In fact, as those who have been tracking the crisis know, and as Anthony Faiola is explaining in a five-part series on the global food crisis in the Washington Post, restrictions on agricultural trade are part of the current problem. Instead of export resrictions and subsidies, Nancy Birdsall and Arvind Subramanian argued in an op-ed published in the Asian and European editions of the Wall Street Journal last week, the solution is to...
...promote trade and efficiency while also boosting agricultural production and reducing the vulnerability of the poorest around the world.
Unfortunately, U.S. agricultural policies, like those in Europe, continue to cater to special interests in ways that make the problem worse. Despite record high food prices, the 2008 U.S. Farm Bill, expected to pass Congress soon, would maintain a system that transfers billions of dollars annually to the largest farm operations. Roughly 70 percent of subsidy payments go to just 10 percent of the largest recipients and one version of the farm bill would allow farmers with incomes as high as $1 million to continue receiving subsidies. And this is touted as a "reform" measure because it lowers the income cap from the current $2.4 million (see the Environmental Working Group's Farm Subsidy Database).

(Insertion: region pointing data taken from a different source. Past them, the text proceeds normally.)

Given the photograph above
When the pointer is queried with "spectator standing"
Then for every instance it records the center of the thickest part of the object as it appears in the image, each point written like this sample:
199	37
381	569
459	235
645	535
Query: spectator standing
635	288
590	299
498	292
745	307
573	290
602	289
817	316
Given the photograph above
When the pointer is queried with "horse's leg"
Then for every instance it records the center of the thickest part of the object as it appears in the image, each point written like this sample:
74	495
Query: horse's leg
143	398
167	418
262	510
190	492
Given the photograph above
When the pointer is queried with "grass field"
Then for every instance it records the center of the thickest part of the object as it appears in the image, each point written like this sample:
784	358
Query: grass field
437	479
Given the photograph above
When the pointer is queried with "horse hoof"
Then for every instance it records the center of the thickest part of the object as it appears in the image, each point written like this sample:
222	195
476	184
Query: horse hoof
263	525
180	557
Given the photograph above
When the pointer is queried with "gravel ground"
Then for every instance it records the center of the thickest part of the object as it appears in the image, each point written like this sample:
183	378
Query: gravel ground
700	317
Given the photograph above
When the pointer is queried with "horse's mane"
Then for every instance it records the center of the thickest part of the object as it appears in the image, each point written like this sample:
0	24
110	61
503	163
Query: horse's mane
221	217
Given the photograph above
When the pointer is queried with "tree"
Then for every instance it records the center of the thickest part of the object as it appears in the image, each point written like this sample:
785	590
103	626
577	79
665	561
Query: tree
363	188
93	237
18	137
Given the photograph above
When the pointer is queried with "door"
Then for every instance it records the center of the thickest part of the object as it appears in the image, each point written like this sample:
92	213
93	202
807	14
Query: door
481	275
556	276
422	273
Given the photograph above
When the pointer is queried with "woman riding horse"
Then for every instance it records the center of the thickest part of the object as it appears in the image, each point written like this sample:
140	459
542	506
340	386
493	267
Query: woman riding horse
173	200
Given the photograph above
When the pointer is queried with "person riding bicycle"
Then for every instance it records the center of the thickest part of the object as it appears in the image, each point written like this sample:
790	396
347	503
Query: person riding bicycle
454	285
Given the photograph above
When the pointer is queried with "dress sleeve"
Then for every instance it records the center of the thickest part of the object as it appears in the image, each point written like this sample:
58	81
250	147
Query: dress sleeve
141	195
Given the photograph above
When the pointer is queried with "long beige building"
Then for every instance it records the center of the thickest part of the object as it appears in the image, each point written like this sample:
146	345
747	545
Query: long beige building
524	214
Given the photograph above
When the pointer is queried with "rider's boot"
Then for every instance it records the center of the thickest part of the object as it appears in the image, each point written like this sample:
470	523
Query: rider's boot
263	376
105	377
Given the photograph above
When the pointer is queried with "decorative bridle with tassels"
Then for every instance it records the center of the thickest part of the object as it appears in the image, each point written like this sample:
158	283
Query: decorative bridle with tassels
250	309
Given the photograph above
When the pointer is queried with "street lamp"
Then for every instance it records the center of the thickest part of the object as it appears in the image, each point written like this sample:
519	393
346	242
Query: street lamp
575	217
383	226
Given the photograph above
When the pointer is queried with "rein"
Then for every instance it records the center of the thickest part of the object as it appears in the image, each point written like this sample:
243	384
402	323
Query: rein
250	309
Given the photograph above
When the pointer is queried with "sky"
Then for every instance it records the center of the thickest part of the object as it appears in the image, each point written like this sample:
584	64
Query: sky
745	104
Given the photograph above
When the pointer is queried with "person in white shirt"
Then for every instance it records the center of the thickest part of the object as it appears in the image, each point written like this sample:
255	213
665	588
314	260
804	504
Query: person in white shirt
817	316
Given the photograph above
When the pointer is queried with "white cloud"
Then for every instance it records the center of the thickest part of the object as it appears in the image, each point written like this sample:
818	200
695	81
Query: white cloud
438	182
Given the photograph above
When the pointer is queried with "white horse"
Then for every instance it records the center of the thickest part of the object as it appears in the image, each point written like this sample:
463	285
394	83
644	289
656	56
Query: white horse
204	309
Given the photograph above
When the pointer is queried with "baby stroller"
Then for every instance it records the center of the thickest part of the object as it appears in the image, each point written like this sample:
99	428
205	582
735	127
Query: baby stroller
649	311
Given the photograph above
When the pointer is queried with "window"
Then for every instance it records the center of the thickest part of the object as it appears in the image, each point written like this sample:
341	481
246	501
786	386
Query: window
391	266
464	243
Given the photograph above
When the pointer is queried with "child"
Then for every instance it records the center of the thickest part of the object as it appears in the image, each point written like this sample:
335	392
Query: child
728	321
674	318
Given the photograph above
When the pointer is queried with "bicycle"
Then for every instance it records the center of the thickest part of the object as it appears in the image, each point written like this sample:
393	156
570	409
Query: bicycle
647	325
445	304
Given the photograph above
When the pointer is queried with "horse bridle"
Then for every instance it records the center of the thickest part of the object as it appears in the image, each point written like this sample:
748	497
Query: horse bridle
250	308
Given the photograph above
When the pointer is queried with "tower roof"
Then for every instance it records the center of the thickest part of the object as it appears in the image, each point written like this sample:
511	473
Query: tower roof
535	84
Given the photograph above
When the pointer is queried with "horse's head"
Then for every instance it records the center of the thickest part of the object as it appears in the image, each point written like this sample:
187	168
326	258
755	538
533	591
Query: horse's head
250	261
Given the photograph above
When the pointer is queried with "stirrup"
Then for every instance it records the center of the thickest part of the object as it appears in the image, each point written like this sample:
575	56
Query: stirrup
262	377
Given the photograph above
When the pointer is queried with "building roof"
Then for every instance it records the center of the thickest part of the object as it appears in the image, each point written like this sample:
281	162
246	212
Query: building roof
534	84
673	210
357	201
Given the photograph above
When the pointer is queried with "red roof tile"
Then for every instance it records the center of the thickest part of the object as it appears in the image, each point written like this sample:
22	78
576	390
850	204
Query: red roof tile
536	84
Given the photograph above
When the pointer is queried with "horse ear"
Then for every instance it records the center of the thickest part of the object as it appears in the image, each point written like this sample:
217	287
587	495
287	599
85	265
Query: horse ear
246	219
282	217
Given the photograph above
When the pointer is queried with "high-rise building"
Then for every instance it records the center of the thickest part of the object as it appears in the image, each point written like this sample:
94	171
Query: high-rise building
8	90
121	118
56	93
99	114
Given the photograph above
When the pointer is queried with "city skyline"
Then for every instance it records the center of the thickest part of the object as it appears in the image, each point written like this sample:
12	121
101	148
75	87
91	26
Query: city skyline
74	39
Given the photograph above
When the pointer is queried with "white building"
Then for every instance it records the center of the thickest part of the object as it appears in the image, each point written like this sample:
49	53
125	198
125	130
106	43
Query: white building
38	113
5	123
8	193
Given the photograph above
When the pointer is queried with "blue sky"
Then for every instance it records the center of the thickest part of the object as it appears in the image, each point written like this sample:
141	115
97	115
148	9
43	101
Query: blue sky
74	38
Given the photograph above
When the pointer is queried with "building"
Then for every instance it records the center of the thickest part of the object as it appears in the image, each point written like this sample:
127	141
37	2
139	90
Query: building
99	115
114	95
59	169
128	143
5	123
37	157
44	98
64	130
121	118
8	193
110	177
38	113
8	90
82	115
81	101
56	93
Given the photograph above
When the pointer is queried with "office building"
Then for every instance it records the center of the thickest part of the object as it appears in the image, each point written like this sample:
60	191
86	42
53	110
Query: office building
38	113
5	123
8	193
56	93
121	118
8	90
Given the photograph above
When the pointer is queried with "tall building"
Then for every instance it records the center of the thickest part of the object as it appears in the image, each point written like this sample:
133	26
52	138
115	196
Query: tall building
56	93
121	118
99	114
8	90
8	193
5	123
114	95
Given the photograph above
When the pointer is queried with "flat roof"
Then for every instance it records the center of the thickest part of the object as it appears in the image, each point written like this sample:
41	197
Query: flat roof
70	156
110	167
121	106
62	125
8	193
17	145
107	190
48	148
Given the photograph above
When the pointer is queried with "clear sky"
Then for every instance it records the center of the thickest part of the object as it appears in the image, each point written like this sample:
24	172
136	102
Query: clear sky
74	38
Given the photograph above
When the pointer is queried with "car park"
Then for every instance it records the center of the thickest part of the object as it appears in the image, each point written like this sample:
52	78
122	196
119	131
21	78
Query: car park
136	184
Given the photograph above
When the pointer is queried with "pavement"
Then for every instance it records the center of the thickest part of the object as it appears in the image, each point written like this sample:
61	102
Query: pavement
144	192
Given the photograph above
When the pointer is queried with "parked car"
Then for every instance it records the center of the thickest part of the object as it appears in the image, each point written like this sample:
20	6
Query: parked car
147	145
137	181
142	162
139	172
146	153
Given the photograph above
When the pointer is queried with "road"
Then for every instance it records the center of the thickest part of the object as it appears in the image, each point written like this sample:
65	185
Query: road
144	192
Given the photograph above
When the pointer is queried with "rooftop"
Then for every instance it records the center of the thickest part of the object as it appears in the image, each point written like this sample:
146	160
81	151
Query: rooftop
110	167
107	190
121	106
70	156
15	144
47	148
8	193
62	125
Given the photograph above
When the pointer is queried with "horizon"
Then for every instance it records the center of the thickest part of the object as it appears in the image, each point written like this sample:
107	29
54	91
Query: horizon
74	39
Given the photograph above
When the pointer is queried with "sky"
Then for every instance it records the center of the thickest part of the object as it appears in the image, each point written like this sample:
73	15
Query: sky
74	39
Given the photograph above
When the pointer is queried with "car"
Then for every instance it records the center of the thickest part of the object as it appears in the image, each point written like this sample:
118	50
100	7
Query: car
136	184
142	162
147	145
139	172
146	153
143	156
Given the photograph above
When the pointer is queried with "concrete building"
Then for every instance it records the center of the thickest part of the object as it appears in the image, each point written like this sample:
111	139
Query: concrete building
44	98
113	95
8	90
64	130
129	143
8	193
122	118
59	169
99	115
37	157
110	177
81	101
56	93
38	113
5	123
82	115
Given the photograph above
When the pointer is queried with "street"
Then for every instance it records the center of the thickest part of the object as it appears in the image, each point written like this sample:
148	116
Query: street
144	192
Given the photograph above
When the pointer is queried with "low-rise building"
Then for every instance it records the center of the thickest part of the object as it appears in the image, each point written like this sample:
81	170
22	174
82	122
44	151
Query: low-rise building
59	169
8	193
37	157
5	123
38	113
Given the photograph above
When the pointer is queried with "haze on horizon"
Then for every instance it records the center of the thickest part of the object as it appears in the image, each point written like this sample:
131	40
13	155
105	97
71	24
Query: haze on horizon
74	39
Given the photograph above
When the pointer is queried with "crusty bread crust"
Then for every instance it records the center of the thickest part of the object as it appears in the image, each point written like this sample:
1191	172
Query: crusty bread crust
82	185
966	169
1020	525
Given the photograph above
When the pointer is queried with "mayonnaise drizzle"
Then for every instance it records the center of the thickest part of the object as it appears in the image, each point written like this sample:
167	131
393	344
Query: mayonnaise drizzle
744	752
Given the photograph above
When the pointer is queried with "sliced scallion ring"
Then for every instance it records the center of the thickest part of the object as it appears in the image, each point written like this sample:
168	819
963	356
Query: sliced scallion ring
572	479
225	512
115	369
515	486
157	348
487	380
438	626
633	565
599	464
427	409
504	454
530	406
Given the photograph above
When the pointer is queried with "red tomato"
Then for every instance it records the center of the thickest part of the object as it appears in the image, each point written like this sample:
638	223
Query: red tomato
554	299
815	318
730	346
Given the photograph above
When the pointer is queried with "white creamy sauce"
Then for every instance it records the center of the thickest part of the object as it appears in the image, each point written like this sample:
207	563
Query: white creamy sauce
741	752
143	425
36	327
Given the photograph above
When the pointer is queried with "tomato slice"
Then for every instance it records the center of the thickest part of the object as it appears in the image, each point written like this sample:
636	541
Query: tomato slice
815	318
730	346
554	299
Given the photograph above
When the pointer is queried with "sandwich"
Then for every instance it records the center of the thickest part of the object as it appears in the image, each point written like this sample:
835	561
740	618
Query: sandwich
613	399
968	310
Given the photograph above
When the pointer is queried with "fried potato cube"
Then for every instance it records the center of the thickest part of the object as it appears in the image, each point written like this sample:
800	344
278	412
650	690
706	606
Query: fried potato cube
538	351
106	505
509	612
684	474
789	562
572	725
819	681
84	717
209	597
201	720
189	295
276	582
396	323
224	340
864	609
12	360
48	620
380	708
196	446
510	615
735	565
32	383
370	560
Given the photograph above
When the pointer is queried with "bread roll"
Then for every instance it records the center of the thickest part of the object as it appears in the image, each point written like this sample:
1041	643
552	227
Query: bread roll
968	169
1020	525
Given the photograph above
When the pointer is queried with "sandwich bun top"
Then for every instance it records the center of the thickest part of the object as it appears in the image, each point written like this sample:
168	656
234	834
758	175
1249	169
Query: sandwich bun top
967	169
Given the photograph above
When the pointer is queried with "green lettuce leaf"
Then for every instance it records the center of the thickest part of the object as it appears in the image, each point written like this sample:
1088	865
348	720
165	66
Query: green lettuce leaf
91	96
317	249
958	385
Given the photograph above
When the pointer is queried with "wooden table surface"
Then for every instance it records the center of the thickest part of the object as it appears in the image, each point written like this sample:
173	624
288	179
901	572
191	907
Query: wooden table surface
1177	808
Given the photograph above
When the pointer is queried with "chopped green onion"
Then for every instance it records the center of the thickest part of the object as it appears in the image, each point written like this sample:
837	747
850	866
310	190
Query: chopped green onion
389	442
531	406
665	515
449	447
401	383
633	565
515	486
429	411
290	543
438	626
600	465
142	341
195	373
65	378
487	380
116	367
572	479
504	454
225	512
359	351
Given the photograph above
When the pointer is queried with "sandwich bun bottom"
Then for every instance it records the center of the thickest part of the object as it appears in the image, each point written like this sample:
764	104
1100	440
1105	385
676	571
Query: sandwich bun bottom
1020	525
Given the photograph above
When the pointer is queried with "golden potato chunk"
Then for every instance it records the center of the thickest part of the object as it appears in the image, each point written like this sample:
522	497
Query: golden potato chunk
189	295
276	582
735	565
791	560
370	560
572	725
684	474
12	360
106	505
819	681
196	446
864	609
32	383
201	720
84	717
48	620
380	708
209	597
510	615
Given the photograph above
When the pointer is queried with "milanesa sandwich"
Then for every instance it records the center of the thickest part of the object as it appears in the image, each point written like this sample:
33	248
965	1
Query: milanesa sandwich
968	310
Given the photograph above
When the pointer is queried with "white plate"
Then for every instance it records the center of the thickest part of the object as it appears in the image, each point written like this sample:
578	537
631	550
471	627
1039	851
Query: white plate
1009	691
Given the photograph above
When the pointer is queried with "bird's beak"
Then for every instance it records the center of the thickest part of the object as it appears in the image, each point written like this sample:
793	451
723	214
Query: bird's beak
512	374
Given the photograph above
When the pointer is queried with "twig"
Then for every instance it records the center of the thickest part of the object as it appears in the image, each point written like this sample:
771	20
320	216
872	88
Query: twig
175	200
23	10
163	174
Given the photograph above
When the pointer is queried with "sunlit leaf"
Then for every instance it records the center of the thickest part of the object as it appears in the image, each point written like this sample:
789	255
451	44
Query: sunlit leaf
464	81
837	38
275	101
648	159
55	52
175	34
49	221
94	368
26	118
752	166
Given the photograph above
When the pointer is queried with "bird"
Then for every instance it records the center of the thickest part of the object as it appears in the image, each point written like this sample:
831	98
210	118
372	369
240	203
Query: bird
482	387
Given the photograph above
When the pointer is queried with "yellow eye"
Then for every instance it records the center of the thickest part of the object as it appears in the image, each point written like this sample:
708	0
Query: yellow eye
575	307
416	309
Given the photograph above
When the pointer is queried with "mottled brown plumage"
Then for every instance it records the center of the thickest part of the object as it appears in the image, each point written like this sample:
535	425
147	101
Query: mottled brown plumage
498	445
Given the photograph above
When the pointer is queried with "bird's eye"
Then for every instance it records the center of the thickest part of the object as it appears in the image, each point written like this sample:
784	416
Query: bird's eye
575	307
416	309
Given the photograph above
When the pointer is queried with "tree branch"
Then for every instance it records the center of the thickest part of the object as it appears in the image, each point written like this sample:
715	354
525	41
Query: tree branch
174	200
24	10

If that were not enough, despite the current global food crisis, the farm bill retains an additional subsidy to U.S. shipowners, as well as farmers, by requiring that U.S. food aid be purchased in the United States, packaged here, and much of it shipped to where it is needed on U.S.-owned ships. That means that roughly half of the already-inadequate U.S. food aid budget goes for distribution and transportation, rather than to feed hungry people in poor countries.
Ensuring that food supplies are adequate and that poor people around the world can meet their basic nutrition needs is a critical problem that governments and international organizations around the world clearly need to address -- in both the long-term as well immediately. Replicating the distorting U.S. and European policies that transfer billions in taxpayer and consumer dollars to a handful of farmers in hopes that a little bit will trickle down to hungry people is not the way to go.